Die EU-Kommission wird in den aktuellen Handelsstreitigkeiten mit den Vereinigten Staaten vorerst keinerlei Gegenzölle auf US-Erzeugnisse erheben. Konkret bedeutet dies, dass die vorgesehenen Gegenzölle auf Soja, Mais, Geflügelfleisch und Mandeln aus den Vereinigten Staaten vorläufig ausgesetzt werden. Laut einem Kommissionssprecher will man ein Zeichen an Washington senden und das Verhandlungsangebot von US-Präsident Donald Trump annehmen. Man sei allerdings jederzeit in der Lage, diese Zölle kurzfristig aus der Schublade zu holen, wenn auf US-Seite kein Entgegenkommen erkennbar sei.
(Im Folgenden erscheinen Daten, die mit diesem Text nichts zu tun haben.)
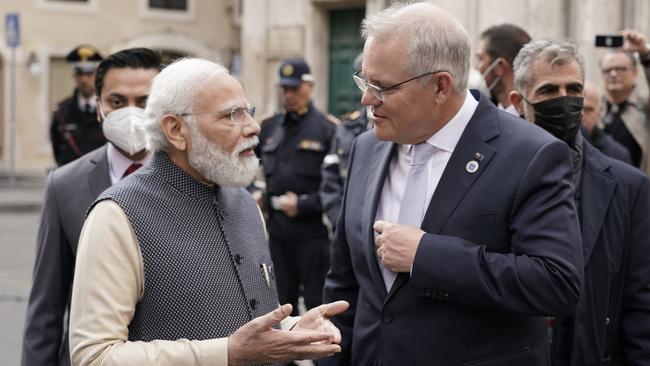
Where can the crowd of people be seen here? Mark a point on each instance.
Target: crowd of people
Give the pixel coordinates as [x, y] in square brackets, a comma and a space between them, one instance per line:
[434, 225]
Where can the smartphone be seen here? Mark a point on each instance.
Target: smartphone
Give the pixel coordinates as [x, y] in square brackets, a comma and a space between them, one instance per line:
[609, 40]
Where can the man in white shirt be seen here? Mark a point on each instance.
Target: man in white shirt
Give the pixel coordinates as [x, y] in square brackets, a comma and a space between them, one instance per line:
[74, 130]
[173, 265]
[458, 231]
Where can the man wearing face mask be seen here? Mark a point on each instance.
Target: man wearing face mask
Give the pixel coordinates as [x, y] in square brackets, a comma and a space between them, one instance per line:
[497, 50]
[293, 144]
[612, 322]
[173, 263]
[122, 85]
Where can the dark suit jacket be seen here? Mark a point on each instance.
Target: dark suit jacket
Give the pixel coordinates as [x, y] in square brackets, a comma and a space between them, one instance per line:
[502, 249]
[70, 191]
[607, 145]
[612, 320]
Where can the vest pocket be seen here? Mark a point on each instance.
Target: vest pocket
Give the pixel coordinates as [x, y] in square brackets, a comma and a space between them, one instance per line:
[516, 357]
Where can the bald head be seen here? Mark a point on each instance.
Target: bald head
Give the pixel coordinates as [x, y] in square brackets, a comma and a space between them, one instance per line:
[592, 110]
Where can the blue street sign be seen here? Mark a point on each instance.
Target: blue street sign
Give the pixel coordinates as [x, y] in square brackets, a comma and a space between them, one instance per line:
[12, 30]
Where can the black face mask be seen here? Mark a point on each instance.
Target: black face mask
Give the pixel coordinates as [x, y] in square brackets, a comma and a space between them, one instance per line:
[560, 116]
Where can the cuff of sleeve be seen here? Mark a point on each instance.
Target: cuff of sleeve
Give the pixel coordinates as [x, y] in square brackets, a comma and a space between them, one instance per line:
[214, 352]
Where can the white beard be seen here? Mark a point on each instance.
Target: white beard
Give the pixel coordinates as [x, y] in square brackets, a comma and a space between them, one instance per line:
[217, 166]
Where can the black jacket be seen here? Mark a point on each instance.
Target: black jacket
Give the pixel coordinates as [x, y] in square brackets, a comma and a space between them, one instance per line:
[292, 147]
[74, 132]
[612, 322]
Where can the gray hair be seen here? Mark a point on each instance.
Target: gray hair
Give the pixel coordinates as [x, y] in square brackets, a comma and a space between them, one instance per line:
[174, 91]
[553, 51]
[437, 42]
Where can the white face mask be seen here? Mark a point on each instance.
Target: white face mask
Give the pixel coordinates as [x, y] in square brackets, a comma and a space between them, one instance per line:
[124, 127]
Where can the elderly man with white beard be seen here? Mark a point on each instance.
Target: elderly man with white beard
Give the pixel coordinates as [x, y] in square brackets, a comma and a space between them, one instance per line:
[173, 266]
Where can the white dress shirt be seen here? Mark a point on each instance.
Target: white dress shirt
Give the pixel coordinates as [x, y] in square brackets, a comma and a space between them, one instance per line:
[445, 141]
[118, 163]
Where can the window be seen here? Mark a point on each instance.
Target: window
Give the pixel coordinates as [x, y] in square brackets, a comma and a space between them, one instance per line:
[168, 4]
[175, 10]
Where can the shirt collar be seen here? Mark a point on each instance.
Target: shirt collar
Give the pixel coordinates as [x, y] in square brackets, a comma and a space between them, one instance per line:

Nach Angaben des Sprechers wird auch weiterhin an Reaktionspaketen auf die Autozölle und die pauschalen Zölle aus den USA gearbeitet.

 

Hintergrund der drastischen Kehrtwende ist Trumps Ankündigung, seine pauschalen Zölle für 90 Tage zunächst bei lediglich 10 % und nicht wie für die EU angekündigt 20 % zu belassen. Allerdings betonte der Kommissionssprecher, dass die US-Zollpakete auf EU-Stahl und Aluminium sowie EU-Autos nach seinem Verständnis vorerst beibehalten würden. Den von Pressevertretern vorgebrachten Vorwurf, dass die Kommission mit der vorläufigen Rücknahme der Reaktion im Streit um Stahl- und Aluminium ihre Glaubwürdigkeit verliere, wurde von Kommissionsseite zurückgewiesen. In diesem Schritt sei man sich mit den Mitgliedstaaten einig. Zudem hoffe man auf eine schnelle Verhandlungslösung.